San Fernando: FATE lleva seis meses cerrada: sus obreros proponen que Provincia reactive la histórica fábrica

La planta de San Fernando permanece ocupada pacíficamente desde febrero. Sus 920 trabajadores fueron despedidos, pero el SUTNA asegura que la fábrica conserva materia prima y capacidad para volver a producir. Ahora impulsan una ley para que el Estado bonaerense tome temporalmente el control y la ponga nuevamente en marcha.
 
Región 18/08/2026

NOTA 3Durante décadas, decir FATE en Argentina era casi decir neumático. La marca alcanzó un nivel de reconocimiento y calidad tal que muchos consumidores ni siquiera reparaban en algo bastante menos habitual de lo que parece: esas cubiertas salían de una fábrica argentina. Hoy esa enorme planta de San Fernando lleva seis meses sin producir. Las máquinas están ahí, los trabajadores también y, según el gremio, hasta queda materia prima suficiente para arrancar. Lo que falta es una decisión.

El 18 de febrero, los 920 trabajadores encontraron cerrados con cadenas los accesos a la fábrica y la comunicación empresarial de que FATE dejaba de operar. Desde entonces mantienen, acompañados por el Sindicato Único de Trabajadores del Neumático Argentino (SUTNA), una permanencia pacífica para preservar las instalaciones y reclamar la reapertura.

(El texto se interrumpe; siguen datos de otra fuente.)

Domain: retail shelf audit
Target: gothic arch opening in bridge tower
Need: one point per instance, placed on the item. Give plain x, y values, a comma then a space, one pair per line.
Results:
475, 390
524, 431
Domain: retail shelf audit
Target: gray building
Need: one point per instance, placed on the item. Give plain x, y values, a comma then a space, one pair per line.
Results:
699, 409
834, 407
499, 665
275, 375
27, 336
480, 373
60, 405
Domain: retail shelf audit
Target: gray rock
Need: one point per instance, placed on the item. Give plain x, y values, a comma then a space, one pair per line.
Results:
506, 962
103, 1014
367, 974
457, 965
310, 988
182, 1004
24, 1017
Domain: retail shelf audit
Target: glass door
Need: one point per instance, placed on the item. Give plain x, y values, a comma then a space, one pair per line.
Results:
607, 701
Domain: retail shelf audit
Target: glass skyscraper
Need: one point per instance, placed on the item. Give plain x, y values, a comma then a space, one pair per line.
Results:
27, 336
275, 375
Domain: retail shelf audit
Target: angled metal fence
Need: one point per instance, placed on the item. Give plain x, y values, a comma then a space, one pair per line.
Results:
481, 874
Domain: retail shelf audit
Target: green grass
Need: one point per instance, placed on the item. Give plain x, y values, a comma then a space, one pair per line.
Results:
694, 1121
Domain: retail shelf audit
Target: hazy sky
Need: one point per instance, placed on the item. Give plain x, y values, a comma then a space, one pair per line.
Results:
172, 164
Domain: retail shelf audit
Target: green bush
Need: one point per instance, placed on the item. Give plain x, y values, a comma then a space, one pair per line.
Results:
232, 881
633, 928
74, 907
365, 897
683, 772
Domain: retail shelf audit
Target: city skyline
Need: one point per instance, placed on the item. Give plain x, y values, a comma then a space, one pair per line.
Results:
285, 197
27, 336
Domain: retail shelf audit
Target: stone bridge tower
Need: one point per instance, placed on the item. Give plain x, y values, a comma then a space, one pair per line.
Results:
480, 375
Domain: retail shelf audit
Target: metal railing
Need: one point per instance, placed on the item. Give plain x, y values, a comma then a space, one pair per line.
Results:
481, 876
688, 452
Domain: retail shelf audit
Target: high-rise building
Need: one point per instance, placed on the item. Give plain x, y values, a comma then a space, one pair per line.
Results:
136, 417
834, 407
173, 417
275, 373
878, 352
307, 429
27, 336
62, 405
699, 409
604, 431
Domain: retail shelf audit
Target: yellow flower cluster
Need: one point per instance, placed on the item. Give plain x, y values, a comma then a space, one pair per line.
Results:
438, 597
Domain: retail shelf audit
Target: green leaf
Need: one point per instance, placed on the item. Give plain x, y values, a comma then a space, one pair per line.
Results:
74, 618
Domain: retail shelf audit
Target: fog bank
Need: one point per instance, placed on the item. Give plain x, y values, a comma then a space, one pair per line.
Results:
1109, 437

El conflicto excede por mucho la situación de una empresa. FATE es la única fábrica argentina que produce neumáticos para camiones y colectivos. Su desaparición productiva significa que un insumo fundamental para el transporte pesado queda dependiendo de producción extranjera.

Alejandro Crespo, secretario general del SUTNA, sostiene que no existe un impedimento técnico para volver a fabricar. "La planta está lista para arrancar, está llena de materia prima, puede trabajar hasta un año sin comprar absolutamente nada", aseguró. Según el dirigente, también permanecen disponibles el personal y las condiciones necesarias para reanudar inmediatamente la actividad.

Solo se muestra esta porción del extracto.